Recently, a joint effort led by Postdoctoral Researcher Dr. Ying Su and Staff Scientist Dr. Shizeng Lin in Los Alamos National Laboratory and Tenure-Track Associate Prof. Yoshi Kamiya in School of Physics and Astronomy in Shanghai Jiao Tong University has demonstrated that the Higgs mode in quantum magnets, an analog of Higgs bosons in particle physics, is stable near a quantum critical point in the presence of easy-axis anisotropy. Their research paper entitled “Stable Higgs mode in anisotropic quantum magnets” was published in Physical Review B and selected as Editors’ Suggestion.

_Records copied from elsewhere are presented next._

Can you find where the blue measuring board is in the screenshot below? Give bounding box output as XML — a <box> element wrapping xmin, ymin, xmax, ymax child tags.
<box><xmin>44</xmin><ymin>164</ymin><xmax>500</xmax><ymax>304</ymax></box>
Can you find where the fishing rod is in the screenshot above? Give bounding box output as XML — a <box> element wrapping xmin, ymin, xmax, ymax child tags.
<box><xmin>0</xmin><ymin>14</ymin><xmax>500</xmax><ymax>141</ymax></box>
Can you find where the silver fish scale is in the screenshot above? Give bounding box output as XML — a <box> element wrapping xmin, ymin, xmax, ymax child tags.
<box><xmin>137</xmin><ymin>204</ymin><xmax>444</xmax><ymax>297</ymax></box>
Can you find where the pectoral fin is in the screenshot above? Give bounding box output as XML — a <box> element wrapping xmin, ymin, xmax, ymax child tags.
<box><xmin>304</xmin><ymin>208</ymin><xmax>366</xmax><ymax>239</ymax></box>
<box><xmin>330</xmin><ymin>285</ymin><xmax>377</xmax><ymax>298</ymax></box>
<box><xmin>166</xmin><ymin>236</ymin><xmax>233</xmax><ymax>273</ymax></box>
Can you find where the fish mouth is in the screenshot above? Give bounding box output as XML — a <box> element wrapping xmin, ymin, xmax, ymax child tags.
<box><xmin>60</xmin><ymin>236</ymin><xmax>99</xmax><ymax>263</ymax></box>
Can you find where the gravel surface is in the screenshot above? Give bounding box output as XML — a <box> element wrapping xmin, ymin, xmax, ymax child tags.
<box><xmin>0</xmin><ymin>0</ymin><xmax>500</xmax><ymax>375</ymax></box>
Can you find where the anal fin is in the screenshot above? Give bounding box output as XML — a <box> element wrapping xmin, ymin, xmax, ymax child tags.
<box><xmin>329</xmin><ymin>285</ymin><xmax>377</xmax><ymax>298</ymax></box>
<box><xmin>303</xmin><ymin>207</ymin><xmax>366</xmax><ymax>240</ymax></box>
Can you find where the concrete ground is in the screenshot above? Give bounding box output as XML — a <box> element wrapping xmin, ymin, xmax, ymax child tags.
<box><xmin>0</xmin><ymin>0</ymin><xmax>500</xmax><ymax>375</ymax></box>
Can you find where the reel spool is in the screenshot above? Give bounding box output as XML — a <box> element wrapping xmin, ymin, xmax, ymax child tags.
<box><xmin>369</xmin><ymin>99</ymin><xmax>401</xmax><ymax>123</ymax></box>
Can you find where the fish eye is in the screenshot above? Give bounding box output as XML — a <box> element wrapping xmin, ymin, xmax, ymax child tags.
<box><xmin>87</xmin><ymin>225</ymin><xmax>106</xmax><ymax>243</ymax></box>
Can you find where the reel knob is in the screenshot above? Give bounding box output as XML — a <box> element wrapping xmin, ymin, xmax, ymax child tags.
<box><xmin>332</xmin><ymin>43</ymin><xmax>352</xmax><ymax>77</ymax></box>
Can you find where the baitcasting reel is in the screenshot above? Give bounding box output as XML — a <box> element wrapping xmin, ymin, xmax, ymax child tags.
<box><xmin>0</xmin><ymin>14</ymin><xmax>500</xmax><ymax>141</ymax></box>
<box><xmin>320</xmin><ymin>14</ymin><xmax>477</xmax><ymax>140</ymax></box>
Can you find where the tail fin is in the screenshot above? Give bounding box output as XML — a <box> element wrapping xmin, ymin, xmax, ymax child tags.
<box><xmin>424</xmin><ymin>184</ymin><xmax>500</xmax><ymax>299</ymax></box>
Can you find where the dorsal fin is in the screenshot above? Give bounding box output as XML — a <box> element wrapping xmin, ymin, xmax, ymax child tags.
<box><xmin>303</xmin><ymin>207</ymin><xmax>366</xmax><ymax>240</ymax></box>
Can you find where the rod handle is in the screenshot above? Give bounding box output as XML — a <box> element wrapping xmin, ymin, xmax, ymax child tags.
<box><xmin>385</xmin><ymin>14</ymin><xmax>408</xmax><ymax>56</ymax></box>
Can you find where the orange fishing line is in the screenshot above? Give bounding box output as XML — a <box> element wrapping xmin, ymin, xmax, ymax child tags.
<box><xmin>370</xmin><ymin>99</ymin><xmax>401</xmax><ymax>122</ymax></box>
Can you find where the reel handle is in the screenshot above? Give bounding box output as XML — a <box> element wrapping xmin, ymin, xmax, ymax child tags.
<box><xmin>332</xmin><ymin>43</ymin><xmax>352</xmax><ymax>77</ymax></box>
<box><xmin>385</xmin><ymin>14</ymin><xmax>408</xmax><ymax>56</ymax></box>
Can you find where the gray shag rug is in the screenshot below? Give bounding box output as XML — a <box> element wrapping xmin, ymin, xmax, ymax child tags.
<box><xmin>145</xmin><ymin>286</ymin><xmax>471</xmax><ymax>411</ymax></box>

Figure 1 Schematic picture of Higgs mode and gapped-out Goldstone mode, corresponding to the amplitude fluctuation and the transverse mode, respectively (left). Dynamical structure factor featuring the Higgs mode at K point obtained by the quantum Monte Carlo simulation (right).

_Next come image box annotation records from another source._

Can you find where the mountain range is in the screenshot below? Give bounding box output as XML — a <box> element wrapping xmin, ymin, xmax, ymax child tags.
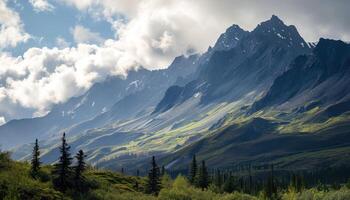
<box><xmin>0</xmin><ymin>15</ymin><xmax>350</xmax><ymax>173</ymax></box>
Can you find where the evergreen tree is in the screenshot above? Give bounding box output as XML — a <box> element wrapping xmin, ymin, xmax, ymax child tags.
<box><xmin>74</xmin><ymin>150</ymin><xmax>86</xmax><ymax>191</ymax></box>
<box><xmin>222</xmin><ymin>176</ymin><xmax>236</xmax><ymax>193</ymax></box>
<box><xmin>52</xmin><ymin>133</ymin><xmax>72</xmax><ymax>192</ymax></box>
<box><xmin>30</xmin><ymin>139</ymin><xmax>41</xmax><ymax>178</ymax></box>
<box><xmin>196</xmin><ymin>160</ymin><xmax>209</xmax><ymax>190</ymax></box>
<box><xmin>189</xmin><ymin>155</ymin><xmax>198</xmax><ymax>184</ymax></box>
<box><xmin>147</xmin><ymin>156</ymin><xmax>161</xmax><ymax>195</ymax></box>
<box><xmin>265</xmin><ymin>165</ymin><xmax>277</xmax><ymax>199</ymax></box>
<box><xmin>160</xmin><ymin>165</ymin><xmax>166</xmax><ymax>176</ymax></box>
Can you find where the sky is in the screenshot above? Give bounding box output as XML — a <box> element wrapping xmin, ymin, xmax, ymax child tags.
<box><xmin>0</xmin><ymin>0</ymin><xmax>350</xmax><ymax>125</ymax></box>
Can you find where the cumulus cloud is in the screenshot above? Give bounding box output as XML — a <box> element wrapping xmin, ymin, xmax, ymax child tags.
<box><xmin>0</xmin><ymin>0</ymin><xmax>30</xmax><ymax>50</ymax></box>
<box><xmin>29</xmin><ymin>0</ymin><xmax>54</xmax><ymax>12</ymax></box>
<box><xmin>56</xmin><ymin>37</ymin><xmax>70</xmax><ymax>48</ymax></box>
<box><xmin>0</xmin><ymin>117</ymin><xmax>6</xmax><ymax>126</ymax></box>
<box><xmin>71</xmin><ymin>25</ymin><xmax>103</xmax><ymax>44</ymax></box>
<box><xmin>0</xmin><ymin>0</ymin><xmax>350</xmax><ymax>120</ymax></box>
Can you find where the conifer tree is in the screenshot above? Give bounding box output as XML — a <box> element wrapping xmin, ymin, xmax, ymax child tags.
<box><xmin>74</xmin><ymin>150</ymin><xmax>86</xmax><ymax>190</ymax></box>
<box><xmin>147</xmin><ymin>156</ymin><xmax>161</xmax><ymax>195</ymax></box>
<box><xmin>30</xmin><ymin>139</ymin><xmax>41</xmax><ymax>178</ymax></box>
<box><xmin>214</xmin><ymin>169</ymin><xmax>223</xmax><ymax>188</ymax></box>
<box><xmin>265</xmin><ymin>165</ymin><xmax>277</xmax><ymax>199</ymax></box>
<box><xmin>196</xmin><ymin>160</ymin><xmax>209</xmax><ymax>190</ymax></box>
<box><xmin>52</xmin><ymin>133</ymin><xmax>72</xmax><ymax>192</ymax></box>
<box><xmin>222</xmin><ymin>176</ymin><xmax>236</xmax><ymax>193</ymax></box>
<box><xmin>189</xmin><ymin>155</ymin><xmax>198</xmax><ymax>184</ymax></box>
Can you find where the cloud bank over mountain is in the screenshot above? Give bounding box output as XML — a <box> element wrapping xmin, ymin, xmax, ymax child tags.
<box><xmin>0</xmin><ymin>0</ymin><xmax>350</xmax><ymax>119</ymax></box>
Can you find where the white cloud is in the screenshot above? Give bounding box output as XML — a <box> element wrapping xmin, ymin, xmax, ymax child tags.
<box><xmin>71</xmin><ymin>25</ymin><xmax>103</xmax><ymax>44</ymax></box>
<box><xmin>0</xmin><ymin>0</ymin><xmax>30</xmax><ymax>50</ymax></box>
<box><xmin>0</xmin><ymin>117</ymin><xmax>6</xmax><ymax>126</ymax></box>
<box><xmin>29</xmin><ymin>0</ymin><xmax>54</xmax><ymax>12</ymax></box>
<box><xmin>0</xmin><ymin>0</ymin><xmax>350</xmax><ymax>119</ymax></box>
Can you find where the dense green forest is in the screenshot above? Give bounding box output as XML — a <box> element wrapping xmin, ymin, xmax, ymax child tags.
<box><xmin>0</xmin><ymin>135</ymin><xmax>350</xmax><ymax>200</ymax></box>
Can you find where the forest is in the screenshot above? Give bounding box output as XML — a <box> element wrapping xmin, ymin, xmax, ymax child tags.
<box><xmin>0</xmin><ymin>134</ymin><xmax>350</xmax><ymax>200</ymax></box>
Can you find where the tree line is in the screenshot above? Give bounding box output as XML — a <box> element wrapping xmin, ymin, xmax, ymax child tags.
<box><xmin>30</xmin><ymin>136</ymin><xmax>347</xmax><ymax>199</ymax></box>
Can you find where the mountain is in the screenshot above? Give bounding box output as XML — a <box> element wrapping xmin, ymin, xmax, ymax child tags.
<box><xmin>156</xmin><ymin>16</ymin><xmax>311</xmax><ymax>111</ymax></box>
<box><xmin>163</xmin><ymin>38</ymin><xmax>350</xmax><ymax>169</ymax></box>
<box><xmin>0</xmin><ymin>16</ymin><xmax>350</xmax><ymax>170</ymax></box>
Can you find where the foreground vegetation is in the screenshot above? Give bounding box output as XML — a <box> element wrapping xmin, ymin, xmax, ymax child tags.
<box><xmin>0</xmin><ymin>153</ymin><xmax>350</xmax><ymax>200</ymax></box>
<box><xmin>0</xmin><ymin>134</ymin><xmax>350</xmax><ymax>200</ymax></box>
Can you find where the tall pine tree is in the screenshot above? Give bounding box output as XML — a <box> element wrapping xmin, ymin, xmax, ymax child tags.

In condensed matter systems, the Higgs mode corresponds to the amplitude fluctuation of an order parameter that emerges as a consequence of spontaneous symmetry breaking. However, in a charge neutral system, the Higgs mode normally decays into other low-energy bosonic modes, such as the Goldstone mode, which renders the Higgs mode unstable (only visible as a smeared spectrum, e.g., in neutron scattering experiments). To overcome the difficulty of obtaining a clear signature of the Higgs mode, modified spin Hamiltonians or alternative experimental probes have been proposed and studied by different groups. Here Kamiya et al. found that easy-axis anisotropy gaps out the Goldstone magnon mode and stabilizes the Higgs mode near a quantum critical point. The results are supported by three independent approaches: a bond-operator mean-field method, field theory, and quantum Monte Carlo simulation with analytic continuation. The results suggest that the anisotropic quantum magnets provide ideal platforms to explore the Higgs physics in condensed-matter systems.
The research was supported by the National Natural Science Foundation of China (NSFC) Research Fund for International Young Scientists (No. 11950410507), the Ministry of Science and Technology (MOST) Research Fund (2016YFA0300500 and 2016YFA0300501), etc.